Last year the seeding committee’s habit of disregarding the world rankings caused a momentary tiff as to whether it should be Lleyton Hewitt or Andy Roddick whose right it was to lose to Federer in the final. In the event he faced both men consecutively in the ultimate stages of the tournament, but it made no difference who he played. Nothing means as much to Federer as Wimbledon, the place where he won the first of his seven Slam titles to date.

“I revere Wimbledon and I feel the Centre Court is the most magical place for a player,” he said in 2005. “If I could choose between winning Wimbledon and Roland Garros, I would always choose Wimbledon. Looking into the future, if I were to win ten Wimbledon titles but never managed to win the French Open, and was then given the choice, I would still pick an eleventh Wimbledon rather than a first French.”

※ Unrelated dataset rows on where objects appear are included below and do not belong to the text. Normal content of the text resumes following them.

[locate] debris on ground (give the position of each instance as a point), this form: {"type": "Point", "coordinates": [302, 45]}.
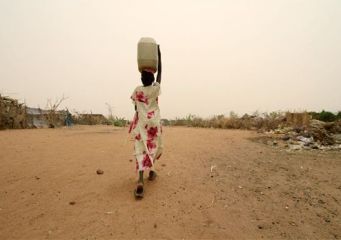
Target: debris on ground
{"type": "Point", "coordinates": [316, 135]}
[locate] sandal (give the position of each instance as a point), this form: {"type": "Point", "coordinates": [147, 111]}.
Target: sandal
{"type": "Point", "coordinates": [138, 192]}
{"type": "Point", "coordinates": [152, 175]}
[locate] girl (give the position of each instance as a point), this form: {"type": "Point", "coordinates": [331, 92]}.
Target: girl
{"type": "Point", "coordinates": [146, 125]}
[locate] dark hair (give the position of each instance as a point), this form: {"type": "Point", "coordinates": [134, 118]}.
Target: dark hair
{"type": "Point", "coordinates": [147, 78]}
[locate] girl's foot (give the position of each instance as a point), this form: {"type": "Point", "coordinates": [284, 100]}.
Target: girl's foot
{"type": "Point", "coordinates": [139, 191]}
{"type": "Point", "coordinates": [152, 175]}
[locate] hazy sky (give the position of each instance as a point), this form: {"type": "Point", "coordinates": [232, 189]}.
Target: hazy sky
{"type": "Point", "coordinates": [218, 56]}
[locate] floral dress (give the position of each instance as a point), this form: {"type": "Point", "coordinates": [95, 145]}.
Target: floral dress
{"type": "Point", "coordinates": [146, 126]}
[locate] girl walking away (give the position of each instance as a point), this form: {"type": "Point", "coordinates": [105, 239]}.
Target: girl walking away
{"type": "Point", "coordinates": [146, 125]}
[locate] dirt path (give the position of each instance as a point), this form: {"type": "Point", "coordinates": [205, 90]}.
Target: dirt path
{"type": "Point", "coordinates": [212, 184]}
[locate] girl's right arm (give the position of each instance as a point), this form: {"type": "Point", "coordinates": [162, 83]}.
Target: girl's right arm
{"type": "Point", "coordinates": [159, 67]}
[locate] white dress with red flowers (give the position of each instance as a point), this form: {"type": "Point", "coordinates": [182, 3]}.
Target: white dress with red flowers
{"type": "Point", "coordinates": [146, 126]}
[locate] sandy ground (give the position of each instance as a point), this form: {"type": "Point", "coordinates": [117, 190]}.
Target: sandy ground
{"type": "Point", "coordinates": [212, 184]}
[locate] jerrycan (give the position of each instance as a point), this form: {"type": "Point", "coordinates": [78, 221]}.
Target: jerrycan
{"type": "Point", "coordinates": [147, 57]}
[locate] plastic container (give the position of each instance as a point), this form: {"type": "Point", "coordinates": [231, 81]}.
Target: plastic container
{"type": "Point", "coordinates": [147, 57]}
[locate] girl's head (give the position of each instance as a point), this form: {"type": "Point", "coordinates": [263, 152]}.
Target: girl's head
{"type": "Point", "coordinates": [147, 78]}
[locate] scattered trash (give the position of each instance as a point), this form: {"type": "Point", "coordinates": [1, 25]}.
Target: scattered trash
{"type": "Point", "coordinates": [315, 135]}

It is still strangely shocking to remind oneself that Federer has not won that elusive French, and that still only Donald Budge and Rod Laver have held all four Major titles at once. There is time yet – the Swiss is still just 24 – but sport does not always oblige even its greatest alumni. There are those who say Federer is getting nearer to winning the French, and if he is desperate for a silver lining to his latest failure then it does mean he still has something to aim for, having won everything else. But these are lame words. If he had captured the Slam, and been asked what was left for him to do now, one can only imagine him giving that shrug and half-smile, before replying: “Winning it again.”

It is a phrase which applies even now. He has captured three Wimbledon's on the bounce. The All England Club is his kingdom. What is left for him to do here in 2006? Why, winning it again, of course.